Once they located him, parked in a canal in Eastern France, he invited them to turn on their cameras, even if they came away with a documentary about alcoholism. But there’s also an important part of American history that turns up too.
Sterling Hayden was one of the people from Hollywood who agreed to testify in front of the House Un-American Activities Committee, formed by Sen. Joseph McCarthy to root Communists out of the U.S. citizenry.
Hayden helped the committee by identifying other Communists he knew. The FBI had threatened jail time and the loss of custody of his children.
“You’re destroyed, as you know,” he says in the film. “That’s why we’re here. Sure, Surely, Surely, Surely.

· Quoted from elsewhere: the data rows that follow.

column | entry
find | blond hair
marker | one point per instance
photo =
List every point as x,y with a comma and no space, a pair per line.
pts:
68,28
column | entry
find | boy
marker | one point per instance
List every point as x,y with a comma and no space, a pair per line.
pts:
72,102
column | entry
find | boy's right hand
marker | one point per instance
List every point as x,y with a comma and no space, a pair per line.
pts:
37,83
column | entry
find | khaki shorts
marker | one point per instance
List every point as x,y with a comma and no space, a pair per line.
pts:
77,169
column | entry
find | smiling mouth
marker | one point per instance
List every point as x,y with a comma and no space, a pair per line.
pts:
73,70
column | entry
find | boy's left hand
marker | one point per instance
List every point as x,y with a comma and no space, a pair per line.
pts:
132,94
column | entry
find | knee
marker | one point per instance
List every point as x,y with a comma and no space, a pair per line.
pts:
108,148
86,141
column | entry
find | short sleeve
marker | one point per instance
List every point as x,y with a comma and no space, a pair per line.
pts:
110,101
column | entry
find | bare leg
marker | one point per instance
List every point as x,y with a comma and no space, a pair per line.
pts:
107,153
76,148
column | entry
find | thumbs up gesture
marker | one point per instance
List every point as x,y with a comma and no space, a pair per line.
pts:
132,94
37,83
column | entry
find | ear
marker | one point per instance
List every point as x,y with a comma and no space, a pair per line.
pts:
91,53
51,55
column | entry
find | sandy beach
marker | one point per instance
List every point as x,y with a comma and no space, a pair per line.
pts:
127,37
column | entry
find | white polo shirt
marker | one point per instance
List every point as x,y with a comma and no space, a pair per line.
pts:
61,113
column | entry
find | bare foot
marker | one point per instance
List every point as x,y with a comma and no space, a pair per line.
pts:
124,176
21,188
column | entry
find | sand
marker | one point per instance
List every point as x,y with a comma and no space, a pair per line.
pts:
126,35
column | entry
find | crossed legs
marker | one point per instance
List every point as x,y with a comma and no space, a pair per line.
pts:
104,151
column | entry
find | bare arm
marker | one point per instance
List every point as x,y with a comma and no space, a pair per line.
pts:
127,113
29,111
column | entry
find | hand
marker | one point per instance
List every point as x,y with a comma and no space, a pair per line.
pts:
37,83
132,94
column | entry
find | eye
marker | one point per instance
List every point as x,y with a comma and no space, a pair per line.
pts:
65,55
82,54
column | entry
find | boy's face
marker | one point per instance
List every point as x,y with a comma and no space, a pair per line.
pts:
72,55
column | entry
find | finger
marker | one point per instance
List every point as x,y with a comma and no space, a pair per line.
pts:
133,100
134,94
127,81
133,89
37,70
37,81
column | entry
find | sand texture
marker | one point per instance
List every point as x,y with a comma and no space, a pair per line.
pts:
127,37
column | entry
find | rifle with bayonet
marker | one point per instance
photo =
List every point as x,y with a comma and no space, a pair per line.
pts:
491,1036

Goddamn limb from limb … that’s a hard trip to come out of.”
Surprisingly Hayden had joined the Communist Party briefly in the 1940s after fighting alongside fellow members during WWII. He later told the New York Times that joining had been one of the “stupidest thing I ever did.”
Putting the disaster that was the Red Scare aside, “Pharos is Chaos” is a documentary about time and beauty.
“Look at the light on the water, the way the river is popping,” Hayden says in the film. “Yeah. Home is the sailor home from the sea and the hunter home from the hill. I raise a salute to you, to you, to all of you. A toast to you. An empty toast.”